The proposed community above is replacing about 16 dwelling units with 178 dwelling units. 83,338 square feet of office space, and 48,111 square feet of retail and dining.

The street next to the railroad tracks is not “charming”. The street next to the railroad tracks hasn’t have “neighborhood vibes” in at least 30 years.

I get it….the smarter than thou crowd likes to generalize.
However, for the open minded, study the lot, the history, and know that a train station coming a short walk away is going to inform its future.

This is a great project.

Lamont D Sanford
10 days ago

Miami was founded 129 years ago.
Mother nature knocked down the 200 yr old buildings a long time ago.

Okay, building heights directly correlate to “neighborhood vibes”, and government restrictions on property heights directly correlate to housing affordability.

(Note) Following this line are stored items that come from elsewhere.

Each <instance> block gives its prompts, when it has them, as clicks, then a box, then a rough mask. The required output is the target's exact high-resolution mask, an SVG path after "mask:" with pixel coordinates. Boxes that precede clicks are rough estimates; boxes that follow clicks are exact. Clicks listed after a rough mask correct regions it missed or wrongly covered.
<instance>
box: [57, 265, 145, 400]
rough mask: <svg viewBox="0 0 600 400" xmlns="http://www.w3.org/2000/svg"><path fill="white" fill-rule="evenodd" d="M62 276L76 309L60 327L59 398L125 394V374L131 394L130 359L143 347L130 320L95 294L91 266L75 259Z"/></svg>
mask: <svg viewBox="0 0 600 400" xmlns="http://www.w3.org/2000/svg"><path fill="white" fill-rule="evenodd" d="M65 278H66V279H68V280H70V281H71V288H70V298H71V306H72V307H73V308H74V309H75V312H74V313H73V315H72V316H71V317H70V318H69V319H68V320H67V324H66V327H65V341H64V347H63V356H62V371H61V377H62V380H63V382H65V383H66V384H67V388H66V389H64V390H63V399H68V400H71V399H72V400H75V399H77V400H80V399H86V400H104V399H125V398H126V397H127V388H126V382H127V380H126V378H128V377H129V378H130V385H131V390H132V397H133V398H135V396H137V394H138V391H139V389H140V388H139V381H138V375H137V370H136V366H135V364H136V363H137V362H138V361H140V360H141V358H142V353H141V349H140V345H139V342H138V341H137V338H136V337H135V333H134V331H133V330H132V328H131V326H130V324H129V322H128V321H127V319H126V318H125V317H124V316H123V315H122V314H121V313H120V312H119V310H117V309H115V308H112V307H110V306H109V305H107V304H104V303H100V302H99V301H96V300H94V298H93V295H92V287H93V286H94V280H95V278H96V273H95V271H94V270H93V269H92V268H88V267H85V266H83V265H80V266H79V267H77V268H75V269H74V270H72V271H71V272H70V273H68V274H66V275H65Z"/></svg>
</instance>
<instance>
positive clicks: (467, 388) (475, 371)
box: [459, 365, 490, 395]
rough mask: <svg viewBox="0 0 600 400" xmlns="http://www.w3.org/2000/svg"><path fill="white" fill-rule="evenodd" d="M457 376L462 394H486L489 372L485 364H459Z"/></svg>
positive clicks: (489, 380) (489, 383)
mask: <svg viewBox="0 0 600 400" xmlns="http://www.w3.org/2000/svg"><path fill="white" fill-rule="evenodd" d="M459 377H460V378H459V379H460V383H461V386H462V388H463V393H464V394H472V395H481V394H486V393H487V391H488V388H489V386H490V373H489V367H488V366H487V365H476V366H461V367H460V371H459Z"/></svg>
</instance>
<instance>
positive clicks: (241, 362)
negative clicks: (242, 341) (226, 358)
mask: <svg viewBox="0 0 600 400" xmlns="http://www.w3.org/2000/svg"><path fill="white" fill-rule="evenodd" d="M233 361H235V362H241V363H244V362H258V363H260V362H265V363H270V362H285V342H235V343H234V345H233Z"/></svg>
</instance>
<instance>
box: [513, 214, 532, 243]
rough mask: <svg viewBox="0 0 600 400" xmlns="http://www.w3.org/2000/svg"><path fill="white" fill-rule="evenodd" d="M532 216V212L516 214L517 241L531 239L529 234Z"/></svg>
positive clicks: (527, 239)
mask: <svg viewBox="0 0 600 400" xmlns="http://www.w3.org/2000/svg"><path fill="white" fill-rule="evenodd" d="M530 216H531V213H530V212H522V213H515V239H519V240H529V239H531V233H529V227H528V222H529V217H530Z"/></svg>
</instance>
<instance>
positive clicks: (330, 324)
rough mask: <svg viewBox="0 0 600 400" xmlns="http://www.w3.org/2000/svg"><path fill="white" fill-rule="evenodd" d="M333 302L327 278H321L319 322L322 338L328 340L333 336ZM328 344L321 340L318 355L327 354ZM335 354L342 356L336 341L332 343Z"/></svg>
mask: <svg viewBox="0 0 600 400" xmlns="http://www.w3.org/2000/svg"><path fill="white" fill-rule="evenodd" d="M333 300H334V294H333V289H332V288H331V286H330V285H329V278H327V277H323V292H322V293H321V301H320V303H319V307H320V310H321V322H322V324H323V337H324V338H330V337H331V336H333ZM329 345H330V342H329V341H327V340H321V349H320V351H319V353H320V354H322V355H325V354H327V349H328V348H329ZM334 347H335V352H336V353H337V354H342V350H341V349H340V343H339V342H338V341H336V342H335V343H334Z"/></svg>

Nantucket has amazing vibes.
San Francisco has vibes.
Coral Gables has vibes.

All have oppressive building restrictions that create vibes and astronomical housing prices.
Pick one.

Build Miami
10 days ago

So you want to kill vibes in all neighborhoods? Plenty of high rise areas to build something tall with density for affordability purposes. Edgewater, Omni, Downtown all make sense for that. I think building rowhouses in other neighborhoods like BV, LH, and Northern Overtown allows for “neighborhood vibes” the OP was talking about and creates affordable housing. Upzoning everything to be like Brickell will make Miami very lame quickly and will not attract new residents and companies to grow the city. Balance is key

Fern
10 days ago

You make a good point, but people are massively opposed to even small apartment buildings in Single-family residential areas. When that’s a no-go the only way to build enough housing to bend down rents is with large apartment buildings like the one above

Anonymous
10 days ago

I think that cities should change over time. A one story building in the center of the city is like the movie “Up”. Its charming in theory, but at some point its ok to move on unless there is significant historic importance to an area.

Lamont D Sanford
10 days ago

The Live Local Act was written by a Rep and Senator from Miami-Dade County to address a “housing crisis”.
It applies only to the counties where Federal Census data shows a very high income/housing cost ratio.

It will be a national model for states in the United States who are serious about housing for their citizens.

The Gripper
10 days ago

Just reading the comments of Lamont D Sanford and he comes across as a serious and well informed individual- well done sir! The Gripper salutes you!

B C
10 days ago

“It will be a national model for states in the United States who are serious about housing for their citizens.” No it won’t and the reason it won’t be is because it’s not a mandatory requirement for new development. The only good affordable housing is purpose built. Otherwise its just a shoehorned in afterthought to increase FAR for a developer in cities like Miami, Chicago, LA and NYC.

If you want good affordable housing, it should be entire projects designed and financed to meet 60-80% area AMI and with developers willing to hold properties for longer than 10 years, but everyone in Miami right now is underwriting for 5 year cycles and unfortunately they don’t carry about 30 year holds. If that IRR isn’t 20-25%, its no good.